Study on the Asymmetric Fluid Flow in the Continuous Casting Mold

Abstract

It is very important to understand flow patterns within the continuous casting mold because they have a significant impact on product quality. Water model experiment and numerical simulation conducted to identify the fluid flow pattern in the steel slab continuous casting mold. The fluid flow pattern in the mold is not steady but instead an oscillatory flow with a specific oscillation frequencies. We identified the physical origins of various specific oscillation frequencies, and confirmed through experimentation and simulation that each frequency is related to the cross flow and injection stream oscillation. Moreover, the degree of oscillation at each frequency appears differently depending on the location within the mold, and is shown to have a effect near the mold wall.

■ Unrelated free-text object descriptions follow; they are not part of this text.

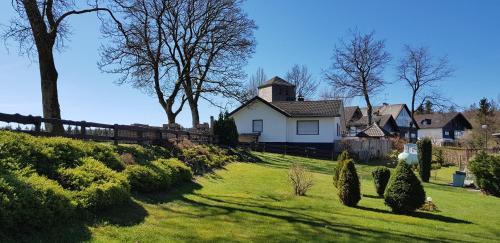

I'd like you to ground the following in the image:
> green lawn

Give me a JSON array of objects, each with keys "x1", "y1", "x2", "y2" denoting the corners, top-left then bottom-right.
[{"x1": 9, "y1": 152, "x2": 500, "y2": 242}]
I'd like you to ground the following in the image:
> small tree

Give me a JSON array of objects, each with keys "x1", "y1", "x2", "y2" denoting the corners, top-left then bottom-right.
[
  {"x1": 337, "y1": 159, "x2": 361, "y2": 207},
  {"x1": 333, "y1": 150, "x2": 351, "y2": 188},
  {"x1": 384, "y1": 161, "x2": 426, "y2": 214},
  {"x1": 469, "y1": 151, "x2": 500, "y2": 196},
  {"x1": 417, "y1": 138, "x2": 432, "y2": 182},
  {"x1": 372, "y1": 167, "x2": 391, "y2": 197},
  {"x1": 289, "y1": 163, "x2": 314, "y2": 196},
  {"x1": 214, "y1": 112, "x2": 239, "y2": 147}
]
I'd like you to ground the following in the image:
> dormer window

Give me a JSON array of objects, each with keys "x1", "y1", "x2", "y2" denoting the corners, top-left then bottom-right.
[{"x1": 421, "y1": 119, "x2": 431, "y2": 125}]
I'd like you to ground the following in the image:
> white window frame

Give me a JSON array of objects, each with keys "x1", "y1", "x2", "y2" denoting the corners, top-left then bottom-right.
[{"x1": 296, "y1": 120, "x2": 319, "y2": 135}]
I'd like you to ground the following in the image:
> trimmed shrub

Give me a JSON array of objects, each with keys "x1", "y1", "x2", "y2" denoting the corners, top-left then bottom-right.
[
  {"x1": 126, "y1": 158, "x2": 193, "y2": 193},
  {"x1": 417, "y1": 138, "x2": 432, "y2": 182},
  {"x1": 86, "y1": 142, "x2": 125, "y2": 171},
  {"x1": 180, "y1": 145, "x2": 237, "y2": 174},
  {"x1": 372, "y1": 167, "x2": 391, "y2": 197},
  {"x1": 115, "y1": 144, "x2": 173, "y2": 164},
  {"x1": 0, "y1": 170, "x2": 74, "y2": 231},
  {"x1": 333, "y1": 150, "x2": 351, "y2": 188},
  {"x1": 337, "y1": 159, "x2": 361, "y2": 207},
  {"x1": 58, "y1": 157, "x2": 130, "y2": 210},
  {"x1": 469, "y1": 151, "x2": 500, "y2": 196},
  {"x1": 384, "y1": 160, "x2": 426, "y2": 214},
  {"x1": 288, "y1": 163, "x2": 314, "y2": 196}
]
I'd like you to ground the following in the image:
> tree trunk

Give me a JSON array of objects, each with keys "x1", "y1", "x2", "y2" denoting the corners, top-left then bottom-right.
[
  {"x1": 188, "y1": 100, "x2": 200, "y2": 128},
  {"x1": 363, "y1": 90, "x2": 373, "y2": 125},
  {"x1": 38, "y1": 47, "x2": 64, "y2": 134}
]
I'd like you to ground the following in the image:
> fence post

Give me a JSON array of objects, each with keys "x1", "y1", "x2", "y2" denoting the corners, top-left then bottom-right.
[
  {"x1": 81, "y1": 121, "x2": 87, "y2": 139},
  {"x1": 137, "y1": 130, "x2": 143, "y2": 145},
  {"x1": 34, "y1": 116, "x2": 41, "y2": 133},
  {"x1": 113, "y1": 124, "x2": 119, "y2": 145}
]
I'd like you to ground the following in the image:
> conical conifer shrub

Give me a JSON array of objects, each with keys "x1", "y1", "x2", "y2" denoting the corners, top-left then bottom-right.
[
  {"x1": 337, "y1": 159, "x2": 361, "y2": 207},
  {"x1": 384, "y1": 160, "x2": 426, "y2": 214}
]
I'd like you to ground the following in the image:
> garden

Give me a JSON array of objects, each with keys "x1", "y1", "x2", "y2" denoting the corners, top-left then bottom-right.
[{"x1": 1, "y1": 131, "x2": 499, "y2": 242}]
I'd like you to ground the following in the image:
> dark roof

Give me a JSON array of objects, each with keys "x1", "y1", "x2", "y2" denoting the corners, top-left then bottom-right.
[
  {"x1": 360, "y1": 103, "x2": 419, "y2": 129},
  {"x1": 228, "y1": 96, "x2": 342, "y2": 118},
  {"x1": 271, "y1": 100, "x2": 342, "y2": 117},
  {"x1": 357, "y1": 123, "x2": 392, "y2": 138},
  {"x1": 414, "y1": 112, "x2": 472, "y2": 129},
  {"x1": 349, "y1": 114, "x2": 394, "y2": 128},
  {"x1": 258, "y1": 76, "x2": 295, "y2": 89},
  {"x1": 344, "y1": 106, "x2": 360, "y2": 122}
]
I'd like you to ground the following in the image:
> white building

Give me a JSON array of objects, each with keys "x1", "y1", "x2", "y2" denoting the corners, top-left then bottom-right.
[{"x1": 228, "y1": 77, "x2": 344, "y2": 147}]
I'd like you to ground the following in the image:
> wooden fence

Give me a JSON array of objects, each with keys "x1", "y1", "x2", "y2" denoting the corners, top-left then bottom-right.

Water model experiment was conducted to observe the surface fluctuation corresponding to different port angles of the submerged entry nozzle in the steel slab continuous casting mold. When the port angle has low values, the amplitude of the surface fluctuation is relatively larger than for higher angles. We demonstrate that these phenomena are related to the fluid flow patterns in the mold by numerical simulation. Fluid flow patterns are asymmetric and unsteady for low port angles, with repetition of vortex nucleation and annihilation. However, fluid flow patterns become symmetric with increased SEN port angles. These results not only provide a better understanding of complex oscillatory flow patterns, but also provide a method to obtain a stabilized surface within the mold.